Quality improvement for oral oncolytics Public Deposited

For obvious reasons, oncologic care has worked to move away from the toxic inpatient intravenous chemotherapy treatment strategies and toward the development of more convenient oral therapies that patients self-manage at home. Mercaptopurine and methotrexate were the first oral chemotherapy agents approved in 1953 (Mancini, & Wilson, 2012). Since that time, the use and development of new oral agents has increased in cancer care and has resulted in a shift in the way cancer care is provided. In 2012, up to 35% of the new oncology drugs were oral agents (Mancini, & Wilson, 2012). As of 2013, more than 50 oral anticancer drugs had obtained Federal Drug Administration (FDA) approval and were available on the market (Geynisman & Wickersham, 2013). Due to the recent increase in the quantity of FDA approved oral therapy regimens for the treatment of cancer, drug choice has transitioned from infused or injectable medications to oral agents.

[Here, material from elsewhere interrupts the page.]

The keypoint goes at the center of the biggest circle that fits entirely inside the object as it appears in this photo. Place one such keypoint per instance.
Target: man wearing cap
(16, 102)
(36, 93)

Albeit more convenient for many patients, the preparation of oral chemotherapy regimens is complex and permits for a variety of opportunities for error, largely in part because more responsibility has been shifted to the patient. Therefore, evaluating appropriateness of medication, ordering and routing the prescription, verification of insurance benefits, monitoring and managing side effects, drug-drug interactions, patient education and adherence are fundamental components to oral chemotherapy management and will need to be address to meet growing population and drug options (Zerillo et al., 2015). Although all of these barriers exist, the focus of this project was to evaluate the systemic barriers that providers and staff have to an optimal oral chemotherapy process.